Measure K Supporters Say Ballot Bleed-Through Could Affect Votes
The registrar of voters said the pens at polling places do not bleed through, and voters can always safely mark their ballot with a ballpoint pen. According to him, every single ballot is reviewed as part of the quality control process.

Ink used on some absentee ballots in San Diego could bleed through the paper and record a "no" vote on a controversial proposition, supporters of Measure K announced Wednesday.

They said that on some ballots, the bubble that voters would fill in to record a "yes" vote on Measure E lines up on the opposite side of the paper with the "no" bubble for Measure K.


RELATED: From A To N: A Breakdown Of The Measures On San Diego’s November Ballot

Supporters of Measure K said at a news conference that the problem could result in inadvertent "no" votes, or for choices to not be recorded, on their proposition. They said not to fill in the ballot with felt-tip pens.

Measure K would, if passed, require automatic November runoff elections for city of San Diego offices between the top vote-getters in the primary election.

Right now, if a candidate tops 50 percent in the primary, that person is elected and a runoff is not required. Supporters contend that it would be better to make final decisions on mayor, city attorney and City Council in the general election, when many more people cast ballots.

Opponents say it would be unfair for candidates who win by overwhelming margins in the primary election to run again a few months later, and that the measure would raise election costs.


Measure E, by contrast, is a non-controversial proposition that would amend the City Charter — the city's primary governing document — to set up provisions for removing wayward officials. The proposal grew out of then-Mayor Bob Filner's scandals three years ago.

"Today, we are asking that the Registrar of Voters communicate with voters in the city of San Diego alerting them to this problem, and recommending the use of appropriate pens on the ballot," City Council President Sherri Lightner said. "Both Measure E and Measure K are extremely important measures that voters in the city of San Diego have the opportunity to vote on this November."

County Registrar Michael Vu told KPBS News the pens at polling places do not bleed through, and voters can always safely mark their ballot with a ballpoint pen.

"And if they find themselves having used a heavy marker that has bled through, if you're a mail ballot voter give us a call, and we'd be more than happy to suspend that ballot and reissue you a new one," Vu said.

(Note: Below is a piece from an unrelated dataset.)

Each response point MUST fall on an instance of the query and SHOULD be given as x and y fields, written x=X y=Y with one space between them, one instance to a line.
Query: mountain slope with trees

According to him, every single ballot is reviewed as part of the normal quality control process.

Lori Shellenberger, voting rights director of the American Civil Liberties Union in San Diego, said voters should make sure to check their mail-in ballots before returning them.

Ballots differ around the city, depending on whether a given area has a City Council election or votes in special districts. Voting materials are also printed in different languages.